Rencana pemerintah untuk mempercepat proses vaksinasi Covid-19 nasional melalui program vaksinasi gotong royong atau vaksinsi mandiri menuai pro dan kontra. Koalisi Masyarakat Sipil untuk Kesehatan dan Keadilan Sosial termasuk salah satu yang menolak vaksinasi mandiri karena beberapa alasan.
Salah satunya adalah terkait prinsip ekuitas yang masih belum tercapai. Sehingga, jika pemerintah ingin melibatkan pihak swasta untuk mempercepat vaksinasi, maka fokusnya adalah petugas kesehatan dan kaum rentan.
“Kami tidak anti pelibatan swasta untuk percepatan vaksinasi. Tetapi tetap mengikuti prioritas pada kelompok populasi rentan dan yang risiko paparannya tinggi,” kata Direktur Kebijakan CISDI Olivia Herlinda dalam konferensi pers Koalisi Masyarakat Sipil untuk Kesehatan dan Keadilan Sosial secara virtual, Minggu (21/2).
Sehingga jika pemerintah ingin melibatkan pihak swasta maka fokusnya adalah mempercepat vaksinasi di kelompok-kelompok prioritas ini, untuk menekan tingkat kesakitan dan kematian akibat Covid-19 pada kelompok ini.
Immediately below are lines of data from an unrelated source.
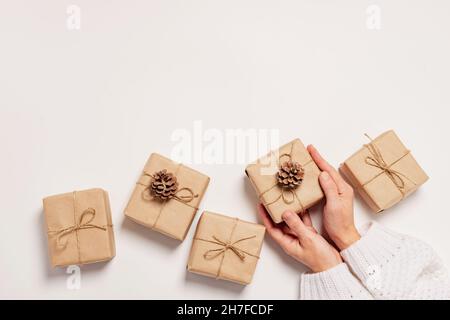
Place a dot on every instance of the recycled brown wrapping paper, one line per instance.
(228, 265)
(81, 246)
(263, 179)
(172, 217)
(374, 185)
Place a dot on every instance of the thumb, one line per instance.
(329, 186)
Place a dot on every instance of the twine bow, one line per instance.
(376, 160)
(285, 192)
(177, 195)
(83, 223)
(214, 253)
(225, 246)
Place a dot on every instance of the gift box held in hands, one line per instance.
(226, 248)
(383, 171)
(286, 179)
(79, 227)
(167, 196)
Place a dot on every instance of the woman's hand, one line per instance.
(300, 240)
(338, 211)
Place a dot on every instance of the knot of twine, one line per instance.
(214, 253)
(186, 198)
(376, 160)
(84, 222)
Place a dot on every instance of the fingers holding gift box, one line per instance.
(167, 196)
(286, 179)
(383, 171)
(79, 227)
(226, 248)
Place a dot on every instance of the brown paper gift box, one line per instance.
(171, 217)
(226, 248)
(79, 227)
(262, 175)
(384, 172)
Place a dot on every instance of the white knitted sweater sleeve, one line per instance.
(381, 265)
(395, 266)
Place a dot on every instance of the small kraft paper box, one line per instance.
(167, 196)
(286, 179)
(226, 248)
(79, 227)
(383, 171)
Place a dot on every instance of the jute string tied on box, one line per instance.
(375, 159)
(164, 187)
(225, 246)
(287, 188)
(83, 223)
Senior Advisor on Gender and Youth WHO Diah Saminarsih mengatakan bahwa WHO sebelumnya telah mendeklarasikan prinsip ekuitas atau kesempatan vaksinasi terhadap petugas kesehatan dan kaum rentan, menghindari penumpukan di kawasan tertentu agar semua negara mendapatkan vaksin.
"Potensi inequity sudah terbaca atau bisa dilihat, diobservasi terjadi sejak kita mulai berbicara soal vaksin," kata Diah pada kesempatan yang sama.
Menurutnya, sejak awal proses vaksinasi dimulai para ahli telah memprediksi adanya kesenjangan antarnegara yang mendorong WHO akhirnya membuat COVAX Facility untuk memastikan semua bantuan dapat diberikan kepada negara yang membutuhkan.
Prinsip ekuitas itu perlu diterapkan mengingat masih sedikitnya saat ini jumlah vaksin Covid-19 di seluruh dunia dan bahwa vaksin yang ada saat ini harus diberikan kepada kelompok populasi rentan.
Karena itu WHO mendorong negara-negara maju dapat berkontribusi lebih terhadap COVAX dan berbagi jika ada kelebihan dosis. WHO juga mendorong produsen vaksin berbagi pengetahuan agar dapat meningkatkan kemampuan manufaktur dan regulator mempercepat persetujuan darurat.
Mereka juga meminta otoritas kesehatan di setiap negara untuk bekerja sama dengan WHO untuk berinvestasi serta menyiapkan layanan kesehatan primer agar distribusi vaksin dapat lebih cepat terjadi dan membangun sistem data yang akurat untuk suplai vaksin.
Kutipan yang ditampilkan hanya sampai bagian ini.